1. A dressing comprising an interface layer comprising an elastomeric matrix, said matrix comprising metformin, the salts and the complexes thereof, wherein the metformin has a particle size defined by 75 μm<d50<300 μm and 195 μm<d90<600 μm.

2. The dressing according to claim 1, wherein the elastomeric matrix comprises an elastomer chosen from triblock sequenced polymers of the ABA type comprising two terminal A styrene blocks and a central sequence B which is a saturated olefin such as for example ethylene-butylene or ethylene-propylene.

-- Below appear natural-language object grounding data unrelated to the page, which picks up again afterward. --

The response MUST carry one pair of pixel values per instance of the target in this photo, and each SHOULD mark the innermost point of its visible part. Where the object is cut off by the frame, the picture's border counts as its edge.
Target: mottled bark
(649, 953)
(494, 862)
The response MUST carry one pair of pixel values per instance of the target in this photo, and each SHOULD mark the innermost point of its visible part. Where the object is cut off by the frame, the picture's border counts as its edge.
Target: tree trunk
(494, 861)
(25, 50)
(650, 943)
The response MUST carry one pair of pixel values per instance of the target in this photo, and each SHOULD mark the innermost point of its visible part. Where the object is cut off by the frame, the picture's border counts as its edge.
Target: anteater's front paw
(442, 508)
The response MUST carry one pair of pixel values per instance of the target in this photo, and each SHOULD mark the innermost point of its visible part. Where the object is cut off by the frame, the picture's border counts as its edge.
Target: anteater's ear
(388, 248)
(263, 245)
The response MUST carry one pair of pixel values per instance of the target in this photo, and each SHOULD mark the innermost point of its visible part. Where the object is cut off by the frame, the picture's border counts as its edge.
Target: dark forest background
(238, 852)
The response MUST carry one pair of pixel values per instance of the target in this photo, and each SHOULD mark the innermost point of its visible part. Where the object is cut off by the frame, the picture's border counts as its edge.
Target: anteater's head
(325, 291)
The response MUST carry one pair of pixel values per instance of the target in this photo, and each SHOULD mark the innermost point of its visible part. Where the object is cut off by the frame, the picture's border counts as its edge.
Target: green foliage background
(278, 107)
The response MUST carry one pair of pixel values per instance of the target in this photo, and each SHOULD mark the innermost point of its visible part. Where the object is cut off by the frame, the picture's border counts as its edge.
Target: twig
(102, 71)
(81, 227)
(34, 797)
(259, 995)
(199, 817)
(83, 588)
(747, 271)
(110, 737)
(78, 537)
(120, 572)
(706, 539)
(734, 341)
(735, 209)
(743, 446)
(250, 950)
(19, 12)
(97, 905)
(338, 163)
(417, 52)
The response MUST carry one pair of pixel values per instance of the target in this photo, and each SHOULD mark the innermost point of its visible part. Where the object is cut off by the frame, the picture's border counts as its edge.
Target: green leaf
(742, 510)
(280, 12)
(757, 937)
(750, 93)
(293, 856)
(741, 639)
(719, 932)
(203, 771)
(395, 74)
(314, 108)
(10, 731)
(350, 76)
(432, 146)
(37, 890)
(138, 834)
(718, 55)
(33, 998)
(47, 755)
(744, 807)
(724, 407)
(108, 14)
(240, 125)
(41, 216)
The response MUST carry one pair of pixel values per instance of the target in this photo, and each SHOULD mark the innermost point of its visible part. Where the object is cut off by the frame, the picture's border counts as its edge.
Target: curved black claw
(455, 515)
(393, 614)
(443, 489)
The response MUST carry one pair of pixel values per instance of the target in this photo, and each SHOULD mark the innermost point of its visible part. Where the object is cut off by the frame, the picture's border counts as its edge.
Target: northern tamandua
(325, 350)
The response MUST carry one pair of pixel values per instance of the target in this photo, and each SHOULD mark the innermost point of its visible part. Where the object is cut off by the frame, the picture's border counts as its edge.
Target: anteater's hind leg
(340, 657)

3. The dressing according to claim 1, wherein the elastomeric matrix comprises at least one elastomer, said elastomer being a poly(styrene-(-ethylene-butylene-)-styrene) triblock sequenced polymer.

4. The dressing according to claim 1, wherein the metformin has a particle size defined by 75 μm<d50<200 μm and 75 μm<d90<510 μm.

5. The dressing according to claim 1, wherein the elastomeric matrix comprises a plasticiser and/or a hydrocolloid.

6. The dressing according to claim 1, wherein the plasticiser is a mixture of mineral oil.

7. The dressing according to claim 1, wherein the elastomeric matrix comprises at least one releasing agent chosen from the copolymer of the salt of 2-methyl-2[(1-oxo-2-propenyl)amino]-1-propanesulfonic acid and of 2-hydroxyethyl ester of propenoic acid or of the mixture of 2-octyl-1-dodecanol, D-xylopyranoside, 2-octyldodecyl and polyethyleneglycol 30 dipolyhydroxystearate.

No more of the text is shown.